Além disso, a denúncia partiu de um cidadão russo-brasileiro. Ele afirmou que a imagem ligava o petista ao ex-ditador sírio e à execução de pessoas LGBTQIA+.
PF não abre inquérito contra Bolsonaro e caso pode mudar de órgão
A PF não abre inquérito contra Bolsonaro, mas isso não significa que o assunto acabou automaticamente. Ainda existe debate sobre possível atuação da PCDF ou do MPDFT.
Consequentemente, o caso pode continuar em outra esfera. Porém, por enquanto, não há investigação formal aberta pela Polícia Federal contra Bolsonaro nesse episódio.
Por outro lado, a discussão expõe mais uma vez a disputa entre liberdade de expressão, crítica política e judicialização do debate público. Em ano eleitoral, cada postagem vira munição para adversários.
Regime sírio entrou no centro da denúncia
A postagem fazia referência ao regime de Assad, derrubado em dezembro de 2024. Segundo a reportagem, o ditador e familiares fugiram para a Rússia após grupos rebeldes tomarem Damasco.
Bashar al-Assad governou a Síria entre 2000 e 2024. Durante esse período, veículos internacionais relataram criminalização de atos homossexuais, perseguições e violência contra pessoas LGBTQIA+.
No entanto, a análise jurídica do caso brasileiro passa por outro ponto. A pergunta é se a publicação atribuída a Bolsonaro configura crime ou se entra no campo da crítica política dura.
Caso reacende debate sobre crítica política e investigação
A PF não abre inquérito contra Bolsonaro e, com isso, evita transformar imediatamente uma publicação política em investigação federal. Para apoiadores do ex-presidente, a decisão representa um freio contra abusos.
Além do mais, a política brasileira já vive um excesso de judicialização. Cada frase, meme, comparação ou provocação corre o risco de virar representação, pedido de investigação ou tentativa de silenciamento.
Entretanto, opositores de Bolsonaro devem insistir que discursos públicos precisam ter responsabilidade. Esse embate deve continuar, especialmente quando envolve redes sociais e figuras de alto impacto nacional.

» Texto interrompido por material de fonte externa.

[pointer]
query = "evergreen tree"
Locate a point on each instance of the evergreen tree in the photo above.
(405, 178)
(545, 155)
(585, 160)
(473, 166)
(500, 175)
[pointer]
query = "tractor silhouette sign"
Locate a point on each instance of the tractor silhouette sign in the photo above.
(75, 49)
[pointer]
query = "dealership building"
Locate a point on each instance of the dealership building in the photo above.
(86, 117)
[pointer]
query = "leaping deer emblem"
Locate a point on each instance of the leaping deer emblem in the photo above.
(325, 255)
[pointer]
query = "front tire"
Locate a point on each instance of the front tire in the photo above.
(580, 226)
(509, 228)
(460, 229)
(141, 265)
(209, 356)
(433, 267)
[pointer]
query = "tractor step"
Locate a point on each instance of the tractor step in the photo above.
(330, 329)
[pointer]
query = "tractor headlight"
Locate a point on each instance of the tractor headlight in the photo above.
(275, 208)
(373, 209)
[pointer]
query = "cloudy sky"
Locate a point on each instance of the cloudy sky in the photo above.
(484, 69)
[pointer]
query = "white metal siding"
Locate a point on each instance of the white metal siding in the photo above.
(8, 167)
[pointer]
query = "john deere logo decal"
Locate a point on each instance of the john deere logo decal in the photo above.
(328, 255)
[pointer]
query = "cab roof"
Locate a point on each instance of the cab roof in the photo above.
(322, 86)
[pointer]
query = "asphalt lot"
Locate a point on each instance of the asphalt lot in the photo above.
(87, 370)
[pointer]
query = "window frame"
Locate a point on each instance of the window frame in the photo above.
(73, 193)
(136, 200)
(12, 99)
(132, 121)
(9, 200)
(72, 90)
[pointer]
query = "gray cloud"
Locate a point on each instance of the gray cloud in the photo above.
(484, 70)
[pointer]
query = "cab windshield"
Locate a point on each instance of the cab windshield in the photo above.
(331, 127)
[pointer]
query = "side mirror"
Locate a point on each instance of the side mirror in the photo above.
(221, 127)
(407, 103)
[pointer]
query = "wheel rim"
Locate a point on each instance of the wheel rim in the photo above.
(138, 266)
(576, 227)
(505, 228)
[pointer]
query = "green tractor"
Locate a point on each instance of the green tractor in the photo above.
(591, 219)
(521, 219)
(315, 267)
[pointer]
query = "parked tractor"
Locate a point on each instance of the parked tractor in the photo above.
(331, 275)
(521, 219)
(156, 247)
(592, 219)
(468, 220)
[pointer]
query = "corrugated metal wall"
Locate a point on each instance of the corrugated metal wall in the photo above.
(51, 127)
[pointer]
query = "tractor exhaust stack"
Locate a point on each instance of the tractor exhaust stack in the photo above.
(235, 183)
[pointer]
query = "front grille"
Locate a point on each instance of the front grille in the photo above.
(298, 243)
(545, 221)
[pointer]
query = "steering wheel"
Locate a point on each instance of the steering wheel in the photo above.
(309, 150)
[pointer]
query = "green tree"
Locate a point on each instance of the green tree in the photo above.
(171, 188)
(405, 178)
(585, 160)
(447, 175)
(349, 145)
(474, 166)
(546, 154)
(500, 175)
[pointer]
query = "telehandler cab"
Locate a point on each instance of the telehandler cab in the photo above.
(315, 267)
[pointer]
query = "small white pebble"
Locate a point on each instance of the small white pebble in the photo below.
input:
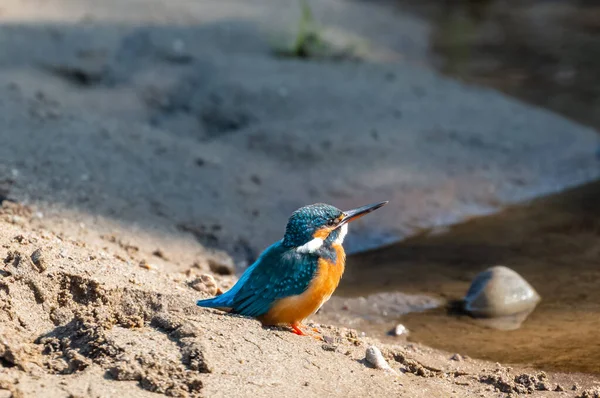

Bolsonaro segue fora de investigação formal no caso
Até agora, Bolsonaro não é formalmente investigado pela Polícia Federal nesse episódio. A corporação comunicou à Justiça que não instaurou inquérito.
Em conclusão, a decisão da PF mantém o caso em aberto apenas quanto à possível competência de outros órgãos. Mas o fato central permanece: a Polícia Federal não abriu investigação contra Bolsonaro por associar Lula ao regime de Assad.
Para a direita, a leitura política é evidente. Em um país onde crítica a adversário vira quase sempre tentativa de processo, a ausência de inquérito mostra que nem toda provocação política deve terminar em investigação policial.